All I can say is that the simplicity of this dish is amazing. Please don’t let the idea of milk baking into a curdled mess keep you from trying this at home. The liquid can be strained once the chicken is removed. And what you’ll be rewarded with is succulent chicken and a silky brothy sauce. If loving that is wrong, I don’t want to be right.
Milk Braised Chicken
- 1 whole chicken, approximately 3 1/2 to 4 pounds
- 1 stick of butter
- 1 tablespoon olive oil
- 1 cinnamon stick
- 1 tablespoon dried thyme
- zest of 2 lemons
- 4 cloves of garlic, skin on
- 3 cups of whole milk
- 1/2 cup half and half
Heat your oven to 375 degrees. Melt the butter and olive oil over medium heat in a dutch oven big enough for the chicken to fit snugly inside.
Remove the bag from inside the chicken, pat the chicken dry with paper towels and season with salt and pepper. Brown the chicken in the dutch oven, turning occasionally, until it is golden.

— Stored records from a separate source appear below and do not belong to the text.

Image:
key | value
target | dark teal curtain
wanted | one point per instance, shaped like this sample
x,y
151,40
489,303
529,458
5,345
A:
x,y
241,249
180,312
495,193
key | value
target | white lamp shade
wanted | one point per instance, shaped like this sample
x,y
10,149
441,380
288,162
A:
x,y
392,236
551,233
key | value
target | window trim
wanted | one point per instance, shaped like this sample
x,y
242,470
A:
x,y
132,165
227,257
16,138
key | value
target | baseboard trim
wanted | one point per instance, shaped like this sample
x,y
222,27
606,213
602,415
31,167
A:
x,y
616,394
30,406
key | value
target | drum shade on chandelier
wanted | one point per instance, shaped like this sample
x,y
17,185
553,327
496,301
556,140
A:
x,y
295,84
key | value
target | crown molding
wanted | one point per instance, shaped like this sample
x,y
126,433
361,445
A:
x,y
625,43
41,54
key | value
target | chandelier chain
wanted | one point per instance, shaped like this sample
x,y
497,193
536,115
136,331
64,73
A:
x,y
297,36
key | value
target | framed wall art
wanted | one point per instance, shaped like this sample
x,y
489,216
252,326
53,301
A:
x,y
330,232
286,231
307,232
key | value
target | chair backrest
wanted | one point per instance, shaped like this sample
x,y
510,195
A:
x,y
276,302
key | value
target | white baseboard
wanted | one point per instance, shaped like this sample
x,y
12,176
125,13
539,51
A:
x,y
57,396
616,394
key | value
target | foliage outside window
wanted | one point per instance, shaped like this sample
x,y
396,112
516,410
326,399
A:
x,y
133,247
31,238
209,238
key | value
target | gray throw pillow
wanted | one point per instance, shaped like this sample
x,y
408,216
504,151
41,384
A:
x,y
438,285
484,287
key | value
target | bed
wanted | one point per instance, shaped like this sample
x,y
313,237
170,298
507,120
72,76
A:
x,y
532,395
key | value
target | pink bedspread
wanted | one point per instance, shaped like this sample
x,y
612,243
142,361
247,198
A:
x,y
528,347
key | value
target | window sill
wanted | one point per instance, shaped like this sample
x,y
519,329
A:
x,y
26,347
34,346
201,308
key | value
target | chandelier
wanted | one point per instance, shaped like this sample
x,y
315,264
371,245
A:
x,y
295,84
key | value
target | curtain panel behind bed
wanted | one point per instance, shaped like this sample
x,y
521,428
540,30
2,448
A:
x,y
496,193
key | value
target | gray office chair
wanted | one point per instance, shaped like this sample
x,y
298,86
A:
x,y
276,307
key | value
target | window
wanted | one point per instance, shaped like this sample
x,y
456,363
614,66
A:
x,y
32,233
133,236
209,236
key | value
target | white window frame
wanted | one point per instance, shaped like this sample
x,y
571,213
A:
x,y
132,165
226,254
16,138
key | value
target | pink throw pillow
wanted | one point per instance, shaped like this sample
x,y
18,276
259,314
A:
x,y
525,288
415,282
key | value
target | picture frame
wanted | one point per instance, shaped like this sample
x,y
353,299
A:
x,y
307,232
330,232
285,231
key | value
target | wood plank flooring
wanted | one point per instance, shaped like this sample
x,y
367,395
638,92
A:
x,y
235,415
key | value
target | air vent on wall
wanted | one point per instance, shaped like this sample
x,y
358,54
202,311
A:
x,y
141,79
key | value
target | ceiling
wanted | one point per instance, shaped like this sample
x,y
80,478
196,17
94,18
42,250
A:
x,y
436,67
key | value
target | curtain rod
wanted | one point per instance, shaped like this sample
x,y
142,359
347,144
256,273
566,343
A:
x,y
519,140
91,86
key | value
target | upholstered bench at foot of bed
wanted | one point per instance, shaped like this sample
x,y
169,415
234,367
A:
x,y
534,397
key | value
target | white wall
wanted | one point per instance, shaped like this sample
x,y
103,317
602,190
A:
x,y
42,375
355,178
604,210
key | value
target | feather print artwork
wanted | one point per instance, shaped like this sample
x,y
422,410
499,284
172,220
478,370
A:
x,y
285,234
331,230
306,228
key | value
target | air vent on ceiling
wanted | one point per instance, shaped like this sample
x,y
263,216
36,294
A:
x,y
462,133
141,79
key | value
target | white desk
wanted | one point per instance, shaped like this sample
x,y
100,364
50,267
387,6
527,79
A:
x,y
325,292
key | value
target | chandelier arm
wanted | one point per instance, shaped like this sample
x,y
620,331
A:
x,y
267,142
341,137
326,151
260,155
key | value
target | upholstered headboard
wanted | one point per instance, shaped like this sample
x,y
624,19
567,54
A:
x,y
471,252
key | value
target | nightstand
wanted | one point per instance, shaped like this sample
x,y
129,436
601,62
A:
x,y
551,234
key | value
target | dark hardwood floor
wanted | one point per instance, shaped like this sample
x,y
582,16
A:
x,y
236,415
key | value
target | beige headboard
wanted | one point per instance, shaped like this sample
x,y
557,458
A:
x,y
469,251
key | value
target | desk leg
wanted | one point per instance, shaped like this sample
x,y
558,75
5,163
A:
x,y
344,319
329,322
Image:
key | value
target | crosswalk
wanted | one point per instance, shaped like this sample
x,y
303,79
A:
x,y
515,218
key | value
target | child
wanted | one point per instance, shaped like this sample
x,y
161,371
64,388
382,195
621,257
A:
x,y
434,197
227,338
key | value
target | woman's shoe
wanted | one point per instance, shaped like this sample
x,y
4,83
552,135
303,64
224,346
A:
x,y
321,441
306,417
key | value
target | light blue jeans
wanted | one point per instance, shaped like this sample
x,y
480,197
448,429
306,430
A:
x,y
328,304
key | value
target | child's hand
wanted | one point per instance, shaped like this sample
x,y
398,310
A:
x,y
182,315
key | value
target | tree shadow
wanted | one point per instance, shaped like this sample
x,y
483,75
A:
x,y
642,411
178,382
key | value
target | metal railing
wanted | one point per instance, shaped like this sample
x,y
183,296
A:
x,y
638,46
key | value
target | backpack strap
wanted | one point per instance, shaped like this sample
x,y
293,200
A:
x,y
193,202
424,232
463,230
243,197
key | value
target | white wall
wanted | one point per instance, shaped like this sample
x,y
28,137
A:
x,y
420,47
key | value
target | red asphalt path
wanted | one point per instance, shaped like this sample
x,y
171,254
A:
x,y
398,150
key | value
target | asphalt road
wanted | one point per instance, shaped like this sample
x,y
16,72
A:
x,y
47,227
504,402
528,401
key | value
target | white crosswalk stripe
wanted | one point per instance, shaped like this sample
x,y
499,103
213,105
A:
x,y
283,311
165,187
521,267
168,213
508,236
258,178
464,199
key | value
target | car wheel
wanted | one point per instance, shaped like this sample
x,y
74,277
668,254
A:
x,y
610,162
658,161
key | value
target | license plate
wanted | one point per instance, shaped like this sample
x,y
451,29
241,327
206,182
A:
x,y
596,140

Once the chicken is well browned on both sides, remove the pan from the heat, and transfer the chicken to a platter. Carefully empty the dutch oven of the used oil and butter, leaving as many browned bits on the bottom of the pot as possible.
Return the chicken to the pot, add the remaining ingredients, cover and cook in the oven for 90 minutes. When the chicken is done, carefully transfer it to a cutting board and then strain the juices from the pot through a fine mesh sieve.
Carve the chicken and serve it swimming in the silky milky sauce.